ESTIMATION OF FOREST FIRE AREAS IN PALANGKA RAYA, CENTRAL KALIMANTAN, INDONESIA USING NBR2 AND ITS IMPACT ON ENVIRONMENT
DOI:
https://doi.org/10.59465/ijfr.2025.12.1.1-12Keywords:
Air quality, burned area, remote sensing, spectral indices, vegetation healthAbstract
Indonesia, particularly Palangka Raya City in Central Kalimantan, boasts approximately 241,736.25 hectares of forested areas crucial for human survival. Despite their significance, these areas are plagued by annual forest fires that lead to damage and adverse effects on the environment, including vegetation health and air quality.
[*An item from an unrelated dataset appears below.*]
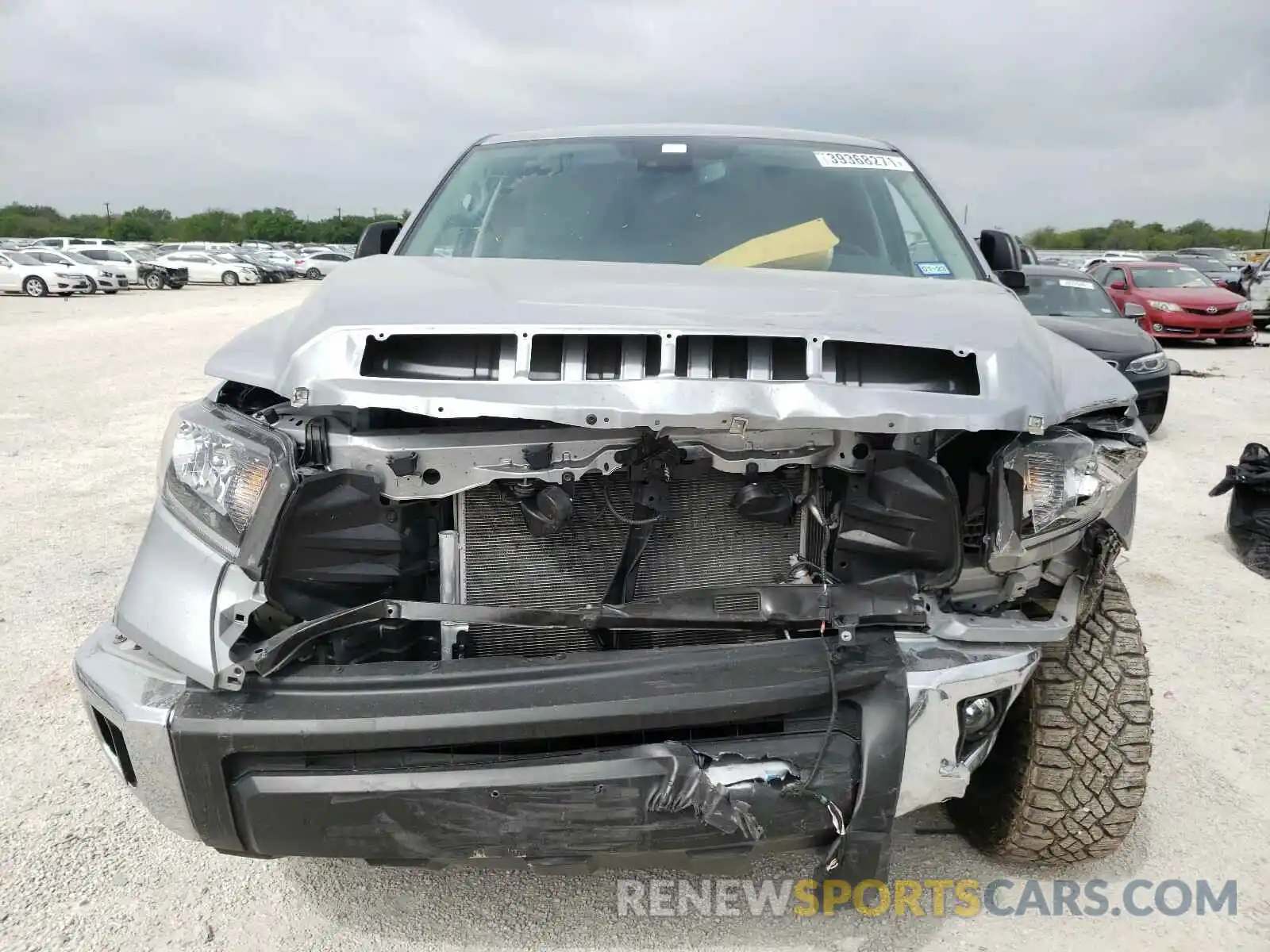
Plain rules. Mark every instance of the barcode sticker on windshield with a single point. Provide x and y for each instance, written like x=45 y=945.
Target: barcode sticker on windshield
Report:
x=863 y=160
This research sought to pinpoint the extent of forest fire occurrences and their repercussions by analyzing changes in vegetation health and air quality through remote sensing technology. The study employed various remote sensing techniques, such as the Normalized Burn Ratio 2 (NBR2) for detecting burned areas, the Enhanced Vegetation Index (EVI) for assessing vegetation health, and PM2.5 for analyzing air quality. Utilizing Landsat-8 satellite imagery data as the primary source, the research successfully identified burned areas with an impressive overall accuracy of 82.229% using the NBR2 index. The findings revealed a direct correlation between forest fires and increased air pollution, particularly in PM2.5 levels, as well as a decline in vegetation health in the vicinity of the burned areas. These results highlight the importance of continuous monitoring of forest fire occurrences and their impact through remote sensing data to mitigate their adverse effects.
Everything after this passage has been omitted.